Did you know that there are over 100 different forms of arthritis? If you are afflicted with any type of arthritis, you are probably already too familiar with the hallmark symptoms of this often-debilitating disease. Arthritis patients often suffer from the same host of symptoms, including joint pain, stiffness, and inflammation. Exercise is often prescribed to preserve joint health and reduce the severity of symptoms. Exercise can help ease the stiffness often associated with the disease, and it helps preserve the integrity of joint cartilage.

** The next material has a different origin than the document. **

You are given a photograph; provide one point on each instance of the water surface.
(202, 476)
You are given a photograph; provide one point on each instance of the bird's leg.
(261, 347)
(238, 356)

Many arthritis sufferers are advised to take part in a water exercise routine. Many patients find relief from the symptoms of arthritis through these types of exercises. Indeed, many find that these exercises are fun and relatively easy, even for non-swimmers. One form of water therapy that many arthritis patients find especially helpful is hydrotherapy. Hydrotherapy consists of warm water exercises where the body is supported by the water while simultaneously being exposed to a steady stream of moving water that helps the patient build muscle endurance and strength. Other common types of water exercises include under water stretching and simply movement through water. Water exercises help to exercise the muscles and joints without putting them under excessive strength.
Scientific research has helped put water exercise on the map by proving its efficacy in several studies and journals. One such study was published by the American College of Sports Medicine. The study found that elderly patients who practiced water exercises on a regular basis experienced considerable relief from their symptoms and better overall health. In the study, two groups of elderly women between the ages of 60 and 75 were studied to gauge the effects of water exercises on elderly arthritis patients. Half of the women participated in water exercises for twelve weeks, while the other group of women did not participate. The women who did participate in the water exercises reported several benefits. These include a feeling of greater flexibility and range of motion, better oxygen intake, more muscle strength, greater agility, and weight loss. Furthermore, the women reported satisfaction with the fact that they were able to exercise with little risk of injury.
If you suffer from arthritis and are interested in joining a water exercise class, first speak to your doctor to make sure that you are healthy enough to take part in any exercise routine. Also, your doctor or therapist may be able to recommend a class for you. Before you sign up for a class, make sure to do your homework. Contact your local gyms or recreational centers to find out what kind of water exercise programs or classes they offer. Make sure the venue provides adequate facilities. For instance, you will probably want a pool with easy access and whose temperature can be controlled. Make sure it is a facility you feel comfortable in. Of course, you should make sure that the facility offers water classes that suit your tastes, interests, and physical ability. Some facilities will allow you a guest pass so you can try a class before making a long-term commitment.